Most of Liberty Ostrava's operations, which employ more than 4,000 people, have been idle since last December, when Tameh Czech stopped supplying energy to the smelter. Most of the employees have been at home since then. Since June, the company has been bankrupt, it has also been unable to dispose of a substantial part of its assets, and in early August it began shutting down its coke plant. At the beginning of the year, the company still had around five thousand employees. In July, the smelter announced that it would close the coke plant and lay off 2,600 people, 2,300 of whom are expected to leave in the fall. However, some of the employees have already left the company themselves. The Silesian smelter has been owned by the Liberty Steel Group of British businessman Sanjeev Gupta's GFG Alliance since 2019. Liberty Ostrava produced steel mainly for the construction, engineering and petrochemical industries.

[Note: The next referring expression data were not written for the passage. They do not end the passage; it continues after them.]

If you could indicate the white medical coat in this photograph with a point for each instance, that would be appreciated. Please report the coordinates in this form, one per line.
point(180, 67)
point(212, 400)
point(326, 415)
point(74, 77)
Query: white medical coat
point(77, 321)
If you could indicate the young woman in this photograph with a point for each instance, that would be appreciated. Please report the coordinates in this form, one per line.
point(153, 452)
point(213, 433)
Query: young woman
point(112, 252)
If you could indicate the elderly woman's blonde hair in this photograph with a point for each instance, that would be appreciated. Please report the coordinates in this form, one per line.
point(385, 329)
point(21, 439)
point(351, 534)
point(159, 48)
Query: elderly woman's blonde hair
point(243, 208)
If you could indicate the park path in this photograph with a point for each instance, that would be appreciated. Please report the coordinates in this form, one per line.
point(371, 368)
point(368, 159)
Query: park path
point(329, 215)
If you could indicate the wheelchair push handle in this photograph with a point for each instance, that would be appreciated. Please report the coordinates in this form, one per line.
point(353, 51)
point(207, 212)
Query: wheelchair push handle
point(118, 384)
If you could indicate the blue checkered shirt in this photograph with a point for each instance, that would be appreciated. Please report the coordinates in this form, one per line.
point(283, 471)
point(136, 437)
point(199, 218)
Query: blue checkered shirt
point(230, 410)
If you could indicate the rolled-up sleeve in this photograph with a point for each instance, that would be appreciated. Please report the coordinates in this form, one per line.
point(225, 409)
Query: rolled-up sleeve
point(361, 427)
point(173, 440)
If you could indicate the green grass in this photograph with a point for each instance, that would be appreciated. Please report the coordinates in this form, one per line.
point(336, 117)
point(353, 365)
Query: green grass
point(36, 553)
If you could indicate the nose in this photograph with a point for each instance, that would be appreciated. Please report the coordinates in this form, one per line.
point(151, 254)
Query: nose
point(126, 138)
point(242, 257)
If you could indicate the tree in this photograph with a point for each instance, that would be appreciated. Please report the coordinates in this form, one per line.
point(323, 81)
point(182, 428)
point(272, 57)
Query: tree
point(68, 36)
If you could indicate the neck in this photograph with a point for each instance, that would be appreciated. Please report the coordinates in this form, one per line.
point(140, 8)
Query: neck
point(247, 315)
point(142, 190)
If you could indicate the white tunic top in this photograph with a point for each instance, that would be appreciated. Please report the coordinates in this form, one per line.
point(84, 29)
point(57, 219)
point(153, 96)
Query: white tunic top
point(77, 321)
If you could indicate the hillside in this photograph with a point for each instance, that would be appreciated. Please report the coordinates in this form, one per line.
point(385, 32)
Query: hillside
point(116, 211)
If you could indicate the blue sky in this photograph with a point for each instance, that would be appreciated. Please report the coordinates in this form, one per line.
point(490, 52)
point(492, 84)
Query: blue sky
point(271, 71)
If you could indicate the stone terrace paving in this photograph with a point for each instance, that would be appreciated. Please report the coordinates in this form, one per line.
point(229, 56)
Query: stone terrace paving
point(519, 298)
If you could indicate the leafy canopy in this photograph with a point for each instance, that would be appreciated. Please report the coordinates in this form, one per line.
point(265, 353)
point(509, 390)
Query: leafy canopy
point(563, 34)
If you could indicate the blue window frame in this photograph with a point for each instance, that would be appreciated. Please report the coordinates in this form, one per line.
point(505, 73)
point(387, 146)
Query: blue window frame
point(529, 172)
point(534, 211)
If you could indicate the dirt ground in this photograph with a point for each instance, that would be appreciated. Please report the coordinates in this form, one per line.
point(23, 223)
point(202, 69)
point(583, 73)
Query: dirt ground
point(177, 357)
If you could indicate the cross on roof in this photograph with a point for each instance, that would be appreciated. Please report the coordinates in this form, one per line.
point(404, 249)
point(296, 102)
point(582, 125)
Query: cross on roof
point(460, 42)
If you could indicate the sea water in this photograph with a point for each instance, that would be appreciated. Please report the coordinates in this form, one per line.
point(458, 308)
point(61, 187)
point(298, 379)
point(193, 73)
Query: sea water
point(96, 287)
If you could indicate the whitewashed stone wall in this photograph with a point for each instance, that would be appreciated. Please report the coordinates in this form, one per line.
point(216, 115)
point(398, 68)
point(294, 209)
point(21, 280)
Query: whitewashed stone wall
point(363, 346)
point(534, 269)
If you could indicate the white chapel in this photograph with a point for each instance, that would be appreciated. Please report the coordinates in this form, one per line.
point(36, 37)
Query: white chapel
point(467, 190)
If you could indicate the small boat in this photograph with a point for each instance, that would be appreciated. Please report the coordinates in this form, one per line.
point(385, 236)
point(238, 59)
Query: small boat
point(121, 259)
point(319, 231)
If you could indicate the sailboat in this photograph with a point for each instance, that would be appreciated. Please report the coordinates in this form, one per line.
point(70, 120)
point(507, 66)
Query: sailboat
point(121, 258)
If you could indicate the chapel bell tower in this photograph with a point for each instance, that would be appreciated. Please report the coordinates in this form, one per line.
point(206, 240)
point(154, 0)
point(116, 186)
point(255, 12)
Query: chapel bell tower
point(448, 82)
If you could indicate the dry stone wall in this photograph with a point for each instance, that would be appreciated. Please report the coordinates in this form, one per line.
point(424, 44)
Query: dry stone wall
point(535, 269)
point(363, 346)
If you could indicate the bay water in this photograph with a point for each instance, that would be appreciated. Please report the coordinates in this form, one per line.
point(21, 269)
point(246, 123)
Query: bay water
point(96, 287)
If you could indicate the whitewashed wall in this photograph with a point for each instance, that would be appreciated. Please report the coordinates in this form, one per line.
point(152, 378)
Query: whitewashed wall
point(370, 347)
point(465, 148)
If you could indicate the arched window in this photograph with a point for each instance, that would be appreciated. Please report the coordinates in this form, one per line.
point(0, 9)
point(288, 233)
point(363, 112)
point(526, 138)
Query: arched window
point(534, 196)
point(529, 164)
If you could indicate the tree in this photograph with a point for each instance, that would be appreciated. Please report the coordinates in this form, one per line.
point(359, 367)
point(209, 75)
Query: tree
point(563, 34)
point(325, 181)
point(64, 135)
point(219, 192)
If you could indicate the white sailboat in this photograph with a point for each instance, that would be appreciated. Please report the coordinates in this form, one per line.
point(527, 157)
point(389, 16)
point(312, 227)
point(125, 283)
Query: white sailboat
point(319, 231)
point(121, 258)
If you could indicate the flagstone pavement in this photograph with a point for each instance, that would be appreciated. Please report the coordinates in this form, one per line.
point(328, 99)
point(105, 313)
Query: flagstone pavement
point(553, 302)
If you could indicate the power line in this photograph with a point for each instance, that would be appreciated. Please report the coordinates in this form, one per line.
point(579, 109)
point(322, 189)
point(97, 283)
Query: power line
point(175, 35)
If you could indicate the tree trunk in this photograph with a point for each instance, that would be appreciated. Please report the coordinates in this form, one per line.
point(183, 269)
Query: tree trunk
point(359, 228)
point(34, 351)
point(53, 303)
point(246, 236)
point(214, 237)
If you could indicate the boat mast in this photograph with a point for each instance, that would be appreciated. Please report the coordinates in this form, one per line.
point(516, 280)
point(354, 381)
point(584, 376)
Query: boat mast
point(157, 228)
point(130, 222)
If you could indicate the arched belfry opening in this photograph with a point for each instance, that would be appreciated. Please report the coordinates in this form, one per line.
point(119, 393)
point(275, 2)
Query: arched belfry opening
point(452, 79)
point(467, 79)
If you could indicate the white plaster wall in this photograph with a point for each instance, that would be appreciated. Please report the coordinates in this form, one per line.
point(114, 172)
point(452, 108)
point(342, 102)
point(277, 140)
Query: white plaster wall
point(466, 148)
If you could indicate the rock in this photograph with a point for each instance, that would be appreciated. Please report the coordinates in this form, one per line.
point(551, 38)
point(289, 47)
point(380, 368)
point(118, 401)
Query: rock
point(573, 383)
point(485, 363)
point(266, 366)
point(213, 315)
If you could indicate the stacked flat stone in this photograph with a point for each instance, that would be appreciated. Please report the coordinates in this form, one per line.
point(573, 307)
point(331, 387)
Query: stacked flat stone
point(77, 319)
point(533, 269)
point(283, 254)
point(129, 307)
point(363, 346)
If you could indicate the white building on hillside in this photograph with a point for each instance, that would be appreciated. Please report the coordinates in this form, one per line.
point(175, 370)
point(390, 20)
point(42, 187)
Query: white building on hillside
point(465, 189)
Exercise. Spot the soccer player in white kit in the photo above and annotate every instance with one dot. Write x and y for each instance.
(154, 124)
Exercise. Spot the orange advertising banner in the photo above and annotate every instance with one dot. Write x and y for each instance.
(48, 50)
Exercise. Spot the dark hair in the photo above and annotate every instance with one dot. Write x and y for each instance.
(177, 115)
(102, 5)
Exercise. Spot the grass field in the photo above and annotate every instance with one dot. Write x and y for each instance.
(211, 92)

The holding company CE Industries is active in multiple sectors such as railway engineering, energy, waste recycling and also in the food and drug industry. In 2022, the group achieved record sales of CZK 8.3 billion, according to figures in its annual report, and the holding consisted of 37 companies with nearly 1,500 employees. Vítkovice Machinery Trade's sales rose to CZK 3.335 billion in 2022, with operating profit before tax of CZK 104.5 million. The group is controlled by Jaroslav Strnad, who also founded the industrial holding Czechoslovak Group in the past. The group is now headed by his son Michal Strnad, who ranks ninth in the Forbes ranking of the richest Czechs with assets worth CZK 45.9 billion.